How do I get the dataset loader working with multiple versions?


Our team has created an original version of a dataset on huggingface and a loader for it. The dataset is downloaded from a specific URL. We are now creating a new version of the dataset and it will have a new URL. We want users to be able to access both versions depending on their choice. How can I update the loader to handle both URLs and change based on the version. I’m pretty sure this is a solved problem so I wonder if there is example code for this?


Hi @cperiz! You can create a custom config class inherited from datasets.BuilderConfig and add a custom parameter for a URL, for example data_url, to it. Then you’ll be able to refer to it inside the _split_generators function as self.config.data_url.

This is how it’s done in SuperGlue. And you can read more detailed guide in the docs. :slight_smile:

1 Like

Thanks @polinaeterna for you help! This was helpful. So I’ve configured the code this way. I have two sets of datasets.BuilderConfigs with version 1.0.0 and version 1.0.1. I want users to have the option of downloading either one for use. Is there an argument I can pass in from datasets.load_dataset to pick the version a user wants? Right now the only way to pick different BuilderConfigs seems to be via its name. But I would like the algo to pick a BuilderConfig based on name and version. Do you know how to do this? Thanks!

@cperiz Similarly, you can add a parameter to your custom config corresponding to the version, say, dataset_version. But that it should be named differently from “version” because “version” is a standard library’s parameter which is used differently.
So you’ll have smth like this:

class YourCustomConfig(datasets.BuilderConfig):
    def __init__(self, *args, dataset_version=None, **kwargs):
        super().__init__(*args, **kwargs)
        self.datasets_version = dataset_version if dataset_version else "first_version"
        self.data_url = "https://first/data/url" if dataset_version == "first_version" else "https://second/data/url"

Then you can load both versions like:

ds_v1 = load_dataset("your_namespace/your_dataset")   # default version when dataset_version=None is "first_version"
ds_v2 = load_dataset("your_namespace/your_dataset", dataset_version="second_version")
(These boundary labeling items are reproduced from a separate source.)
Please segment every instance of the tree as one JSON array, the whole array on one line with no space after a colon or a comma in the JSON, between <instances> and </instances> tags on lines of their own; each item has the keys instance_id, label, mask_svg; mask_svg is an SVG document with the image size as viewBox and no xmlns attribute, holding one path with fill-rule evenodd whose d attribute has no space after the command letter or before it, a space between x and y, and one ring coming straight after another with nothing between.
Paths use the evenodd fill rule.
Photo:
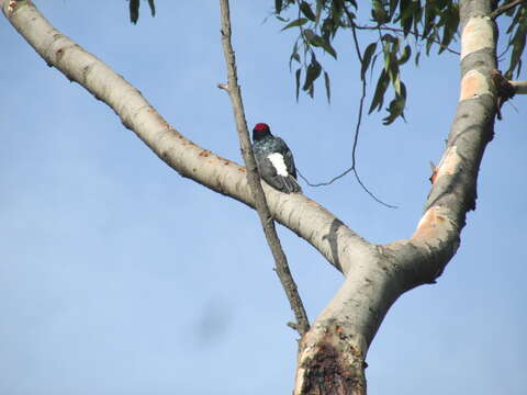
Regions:
<instances>
[{"instance_id":1,"label":"tree","mask_svg":"<svg viewBox=\"0 0 527 395\"><path fill-rule=\"evenodd\" d=\"M9 7L9 4L4 4L4 8L7 8L7 7ZM19 12L16 10L16 12L13 12L13 15L16 15L16 14L22 15L22 12ZM38 36L43 37L43 35L38 35ZM58 49L60 49L60 48L57 48L57 50ZM61 54L61 52L55 53L56 56L63 56L60 54ZM487 70L487 71L490 71L490 70ZM69 70L68 72L71 72L71 70ZM85 69L85 72L88 74L86 69ZM91 72L92 71L90 71L90 74ZM72 75L70 75L70 76L72 76ZM100 93L97 93L97 94L102 100L105 99ZM136 97L136 99L138 97ZM482 100L484 101L486 99L482 99ZM486 120L485 122L491 122L490 120L493 119L493 112L492 112L493 108L491 105L492 103L493 102L485 102L485 104L487 106L487 111L489 111L485 114L485 120ZM128 102L128 104L130 104L130 102ZM120 115L123 117L125 124L132 122L131 120L128 120L126 117L125 114L120 114ZM148 122L157 122L157 121L154 119L154 120L149 120ZM128 124L127 126L131 126L131 124ZM138 128L137 126L135 126L133 128L136 131L136 133L138 133L138 134L142 133L141 131L137 131L137 128ZM146 127L146 131L148 132L147 127ZM486 132L489 133L490 131L487 129ZM170 131L168 133L169 134L175 134L175 132L170 132ZM153 140L152 139L149 140L148 139L149 137L147 137L145 135L141 135L141 136L142 136L143 139L145 139L147 142L147 144L149 143L150 146L159 143L158 138L154 138ZM179 135L175 134L175 136L177 136L178 139L183 140L183 138L182 137L180 138ZM164 139L168 139L168 137L164 138ZM463 140L463 143L471 144L471 143L475 143L475 142L473 139L469 139L468 142ZM178 161L177 158L173 158L173 157L170 158L169 157L168 158L169 160L175 160L175 161L172 161L172 166L175 168L177 168L179 171L183 171L183 172L186 171L187 172L186 176L198 178L198 180L200 182L202 182L204 184L208 184L210 188L212 187L213 189L220 190L223 193L231 194L232 196L234 196L238 200L242 200L246 203L247 202L250 203L250 200L248 198L249 195L247 194L247 190L246 190L245 183L244 183L245 182L244 181L245 180L245 174L243 174L243 172L239 171L239 167L237 167L237 165L234 165L234 163L228 162L228 161L218 161L218 159L216 159L215 163L210 163L211 158L215 158L213 156L213 154L211 154L210 151L197 148L197 147L190 145L190 143L186 142L186 144L187 144L186 148L179 147L179 148L182 149L181 153L184 151L186 153L184 156L190 156L190 154L188 154L189 150L195 149L197 150L197 156L192 160L195 160L195 163L198 163L198 165L192 165L191 162L189 162L190 159L187 159L184 161ZM474 147L474 153L480 153L481 154L481 149L483 148L483 146L484 146L484 144L481 144L478 147ZM192 148L189 148L189 147L192 147ZM177 146L175 146L170 149L179 149L179 148ZM461 148L463 148L463 147L461 147ZM458 148L458 149L461 149L461 148ZM456 155L456 151L453 151L453 154L452 154L451 146L450 146L449 153L450 153L450 155L447 156L447 158L449 160L455 159L453 163L459 165L459 162L457 161L457 159L459 159L459 158ZM161 149L158 149L157 154L160 155L165 160L167 160L166 156L170 155L170 150L167 150L167 149L161 147ZM475 155L475 157L479 158L480 154ZM462 157L464 157L464 155L462 155ZM439 167L439 169L445 169L446 168L450 171L451 168L448 166L448 163L451 163L451 162L449 160L445 160L442 162L442 165ZM218 168L218 166L217 166L218 163L223 165L222 169L225 169L225 170L231 169L231 168L233 169L233 171L231 171L231 172L227 171L227 172L224 173L222 171L221 174L226 177L226 179L224 179L225 181L223 181L222 179L211 180L210 173L209 174L206 173L206 169L210 169L211 171L217 171L215 169ZM475 160L475 163L472 163L472 165L475 166L475 168L476 168L478 167L476 166L478 160ZM456 166L453 166L455 169L456 169ZM193 174L194 169L197 169L195 172L198 172L198 174L195 174L195 176ZM202 170L203 173L200 173L200 171L198 171L198 170ZM441 171L442 171L442 174L441 174ZM476 173L476 171L474 170L471 173L472 173L472 176L474 176ZM445 170L440 170L439 176L445 176L445 174L447 174L445 180L446 179L451 179L451 177L448 176L448 171L447 171L447 173L445 173ZM440 191L441 188L444 189L444 191L445 190L448 191L448 182L447 182L447 184L441 185L441 183L439 182L440 179L441 179L441 177L438 177L436 179L437 182L435 183L435 187L434 187L434 190L433 190L433 195L431 195L430 199L434 199L434 193L438 193L438 192L434 192L434 191L438 191L438 190ZM471 196L471 193L473 192L473 188L472 188L471 183L468 182L468 181L463 182L463 183L467 185L468 191L467 191L467 194L464 196L458 196L458 198L461 198L462 203L461 204L453 204L450 207L450 208L453 207L456 210L459 210L458 213L457 213L457 215L459 217L452 217L451 218L457 224L463 223L464 211L467 208L470 208L471 203L472 203L472 198L473 198L473 196ZM379 264L383 266L383 264L388 264L388 262L390 262L389 258L395 259L395 257L399 253L402 253L402 252L397 252L396 251L397 249L408 248L408 245L404 244L404 242L401 242L401 244L397 244L397 245L391 245L391 246L385 247L385 248L381 248L381 247L378 247L378 246L372 247L372 246L368 245L367 242L365 242L363 240L361 240L360 238L356 238L354 236L354 233L351 233L340 221L333 217L327 212L325 212L323 210L319 210L318 206L311 204L307 200L304 200L304 198L296 196L301 201L295 201L295 200L288 201L288 200L283 200L283 196L277 195L276 193L273 194L272 191L266 190L266 192L268 192L268 198L269 198L269 202L271 204L271 210L273 210L274 215L277 215L278 219L281 221L282 223L284 223L284 225L287 225L289 227L293 227L295 232L298 232L301 236L304 235L304 237L312 232L316 232L318 234L318 237L316 237L316 235L314 233L311 234L311 237L312 238L314 237L314 239L311 239L311 241L322 250L322 252L325 255L325 257L330 262L333 262L337 267L340 267L340 269L344 269L345 272L347 272L348 270L357 270L357 268L354 269L352 264L350 263L351 261L349 259L351 257L356 257L356 259L366 259L366 257L369 257L367 260L365 260L365 262L368 262L369 259L377 259L378 262L382 262L382 263L379 263ZM445 199L445 196L442 199ZM448 201L448 204L446 204L445 206L448 206L450 203L451 202ZM303 213L298 213L296 212L295 213L294 206L300 205L300 204L302 204L302 207L305 207L306 212L303 212ZM280 210L277 208L278 206L280 207ZM305 213L307 213L307 214L305 214ZM428 211L427 213L428 213L427 218L430 218L430 215L431 215L430 213L433 213L433 214L436 213L437 214L437 210ZM437 224L439 224L441 222L440 221L441 217L449 217L449 213L439 212L438 214L439 214L439 216L437 216L435 214L431 215L433 224L434 223L436 224L436 229L441 230L441 229L445 229L445 228L441 227L441 226L438 226ZM294 217L295 215L299 215L299 219L295 219L295 217ZM318 217L318 219L317 221L305 222L305 221L301 219L304 215L310 215L310 216L315 215L315 216ZM319 228L321 223L325 224L325 226L326 226L325 230L322 229L322 232L321 232L321 228ZM449 223L449 221L446 221L446 225L449 225L448 223ZM292 224L296 224L296 225L292 225ZM426 225L427 222L426 221L422 222L422 224ZM450 222L450 225L451 225L451 222ZM315 228L312 230L312 229L305 228L305 226L307 226L307 227L309 226L315 226ZM426 229L427 229L426 226L421 227L421 232L425 232ZM450 230L452 230L452 229L450 229ZM453 230L459 230L459 229L453 229ZM417 233L417 236L418 235L419 235L419 233ZM451 238L449 238L450 246L452 245L452 242L456 241L456 239L458 237L457 232L453 232L453 234L445 234L444 236L451 237ZM340 250L339 253L335 253L336 250L345 247L345 245L346 245L345 240L346 239L354 240L354 248L348 249L348 251L346 251L346 252L344 250ZM351 242L351 241L346 240L346 242ZM343 245L343 244L345 244L345 245ZM414 248L414 247L415 246L412 246L412 248ZM415 247L415 248L416 248L416 251L418 252L419 248L417 248L417 247ZM374 251L381 251L381 250L383 252L381 256L379 256L377 252L374 252ZM372 251L374 253L371 253ZM362 252L363 252L363 255L362 255ZM388 256L385 253L388 253ZM392 253L393 253L393 256L391 256ZM412 279L412 281L407 281L408 280L408 278L406 276L407 273L405 274L405 273L401 273L401 272L397 272L397 271L392 272L392 274L394 276L401 275L403 279L405 279L406 284L404 286L402 286L401 290L393 290L389 286L386 290L390 291L390 292L386 291L388 294L384 293L384 295L382 295L383 297L378 297L377 298L375 307L378 308L378 311L373 312L373 313L378 314L378 316L372 317L372 314L370 314L370 313L367 314L366 318L369 320L369 324L366 325L368 327L367 328L368 329L367 334L356 334L357 328L354 328L352 325L350 326L349 321L348 323L343 321L346 314L340 314L340 313L334 314L334 313L332 313L332 308L336 307L335 303L334 303L334 304L330 304L329 308L326 309L326 313L325 313L326 315L323 314L321 316L322 318L319 317L316 321L316 324L323 325L323 327L321 327L321 326L317 327L316 324L315 324L315 327L314 327L315 329L312 330L307 335L306 338L304 338L303 345L304 346L309 345L310 337L311 337L313 339L313 343L315 346L318 345L317 347L318 347L319 356L322 356L322 357L324 357L324 356L328 357L329 356L329 360L332 360L332 358L335 356L335 353L333 353L333 352L328 353L327 352L328 351L327 343L323 342L323 340L325 340L325 339L323 339L323 336L321 335L322 332L317 331L316 328L324 328L325 326L329 325L330 328L332 328L332 330L329 332L333 334L333 335L337 334L338 336L330 337L328 339L328 341L329 341L329 343L333 342L333 346L337 347L337 348L349 347L350 345L354 343L352 341L351 342L349 341L349 338L351 338L351 339L356 338L357 339L356 351L358 352L358 354L355 356L355 359L350 363L351 366L356 368L356 371L351 371L351 374L354 375L354 377L359 379L358 387L359 388L362 387L363 386L362 377L361 377L362 360L366 356L367 346L368 346L369 341L371 340L371 338L372 338L372 336L373 336L373 334L377 329L377 325L380 324L380 320L382 320L382 317L384 316L385 312L388 311L389 305L399 296L400 291L410 289L412 286L415 286L415 285L417 285L417 284L419 284L424 281L433 281L435 279L435 276L440 273L440 271L442 270L442 266L448 261L448 259L450 258L450 256L452 253L453 253L453 250L452 250L452 248L450 248L450 251L446 252L445 257L441 257L440 260L436 260L436 261L429 260L429 263L430 263L429 272L428 273L422 273L422 272L417 273L416 276L414 279ZM357 257L359 257L359 258L357 258ZM335 258L338 258L338 260L336 260ZM426 259L423 259L423 261L426 261ZM356 263L354 263L354 264L356 264ZM378 266L375 264L375 267L371 267L370 269L373 270L374 273L377 273L377 268L378 268ZM386 270L386 271L391 272L392 269L393 269L393 267L390 270ZM378 275L378 274L379 273L372 274L372 275ZM348 274L348 279L352 279L352 281L351 280L346 281L346 285L344 285L343 290L346 290L346 287L348 287L348 286L359 286L360 284L358 284L356 282L358 278L359 278L358 275L349 276L349 274ZM380 276L380 279L382 279L382 276ZM379 284L386 284L385 281L386 281L385 279L380 280ZM375 281L373 281L373 283ZM384 285L382 285L382 286L384 286ZM340 291L340 292L343 292L343 291ZM360 295L360 293L349 292L348 295L350 295L350 297L354 298L354 297L357 297L358 295ZM375 296L375 295L379 296L379 293L375 293L373 296ZM363 308L371 307L371 306L368 306L368 305L365 305L365 304L361 304L361 306ZM330 319L324 320L324 317L327 318L327 314L329 314L328 312L332 313ZM369 309L367 312L369 312ZM357 320L355 320L355 323L357 323ZM357 337L357 335L358 335L358 337ZM343 338L347 338L347 341L343 342L341 341ZM365 338L366 340L362 341L361 338ZM316 349L316 347L315 347L315 349ZM346 357L351 356L351 357L354 357L354 354L349 353L349 352L344 352L344 353L337 352L336 356L346 356ZM316 358L312 359L311 361L316 361ZM302 361L301 361L301 364L302 364ZM311 368L313 368L313 366L311 366ZM316 373L317 371L315 370L314 372ZM336 372L329 370L327 372L324 372L324 374L325 373L335 374ZM339 375L344 375L346 377L346 375L344 373L349 374L349 371L346 371L346 372L343 373L339 370L337 370L337 373ZM352 383L355 385L356 382L352 380ZM307 388L307 391L309 391L309 388Z\"/></svg>"}]
</instances>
Alternatively, the clearer way is probably to create two default builder configs with different names, corresponding to different version, for example "v1" and "v2", so that you can load them like:
load_dataset("your_namespace/your_dataset", "v1").
Your builder class should have these configs in BUILDER_CONFIGS class variable:

BUILDER_CONFIGS = [YourCustomConfig("your_namespace/your_dataset", "v1"), YourCustomConfig("your_namespace/your_dataset", "v2")]

and then depending on the (which it either “v1” or “v2”) you choose data_url inside your script.
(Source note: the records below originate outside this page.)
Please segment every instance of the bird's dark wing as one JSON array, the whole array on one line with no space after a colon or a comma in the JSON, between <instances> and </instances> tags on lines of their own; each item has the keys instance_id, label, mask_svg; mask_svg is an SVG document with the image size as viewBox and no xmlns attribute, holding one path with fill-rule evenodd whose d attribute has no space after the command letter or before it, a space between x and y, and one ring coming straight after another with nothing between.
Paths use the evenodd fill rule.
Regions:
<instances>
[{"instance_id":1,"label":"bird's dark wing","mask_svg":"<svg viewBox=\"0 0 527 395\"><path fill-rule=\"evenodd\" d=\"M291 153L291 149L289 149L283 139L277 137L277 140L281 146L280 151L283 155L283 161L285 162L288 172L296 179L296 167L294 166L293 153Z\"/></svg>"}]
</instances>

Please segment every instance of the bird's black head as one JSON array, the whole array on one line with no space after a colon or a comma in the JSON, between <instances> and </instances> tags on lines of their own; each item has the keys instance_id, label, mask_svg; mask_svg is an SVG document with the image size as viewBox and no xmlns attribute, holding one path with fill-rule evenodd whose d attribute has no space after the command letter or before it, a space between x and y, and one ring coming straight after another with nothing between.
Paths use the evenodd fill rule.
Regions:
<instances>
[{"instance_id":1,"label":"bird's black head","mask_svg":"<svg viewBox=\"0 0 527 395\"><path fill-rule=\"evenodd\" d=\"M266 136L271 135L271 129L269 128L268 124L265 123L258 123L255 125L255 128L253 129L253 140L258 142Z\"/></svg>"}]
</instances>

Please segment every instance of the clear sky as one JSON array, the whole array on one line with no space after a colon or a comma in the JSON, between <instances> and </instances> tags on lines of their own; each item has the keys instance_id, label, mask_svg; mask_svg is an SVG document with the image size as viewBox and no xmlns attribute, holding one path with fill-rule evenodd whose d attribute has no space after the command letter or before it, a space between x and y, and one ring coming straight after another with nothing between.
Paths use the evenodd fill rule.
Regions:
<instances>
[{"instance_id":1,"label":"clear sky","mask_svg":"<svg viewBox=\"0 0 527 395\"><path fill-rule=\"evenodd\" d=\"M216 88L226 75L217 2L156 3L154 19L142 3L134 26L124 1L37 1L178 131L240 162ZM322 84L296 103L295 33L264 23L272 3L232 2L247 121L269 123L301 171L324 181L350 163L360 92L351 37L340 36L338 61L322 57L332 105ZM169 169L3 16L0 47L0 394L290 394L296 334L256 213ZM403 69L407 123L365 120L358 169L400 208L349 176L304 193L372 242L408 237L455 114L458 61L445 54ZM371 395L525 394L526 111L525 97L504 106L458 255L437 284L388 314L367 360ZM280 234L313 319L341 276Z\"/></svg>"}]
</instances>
Tell me if it helps or you have more questions :slight_smile:

@polinaeterna thanks this certainly helps, but I also have another question. So our dataset has multiple subsets and we current offer users the ability to download one subset at a time or the full dataset using different BuilderConfigs with different names (lets assume names are like subset1,subset2all).

Now for two versions of the full dataset, as a user I would ideally be able to do something like

ds_v1 = load_dataset("your_namespace/your_dataset", name="subset1")   # default version when dataset_version=None is "first_version"
ds_v2 = load_dataset("your_namespace/your_dataset", name="subset1", dataset_version="second_version")

But this does not seem possible as BuilderConfigs have to have unique names. So my less elegant solution has been to name the BuilderConfigs of the second version differently.

ds_v1 = load_dataset("your_namespace/your_dataset", name="subset1")   # default version when dataset_version=None is "first_version"
ds_v2 = load_dataset("your_namespace/your_dataset", name="subset1_second_version")

Is there a more elegant solution than this, by any chance?

Also, I don’t seem to be able to pull up a specific BuilderConfig simply by setting dataset_version=“second_version”. It only seems to respond to name, passed through load_dataset. Thanks again for your help!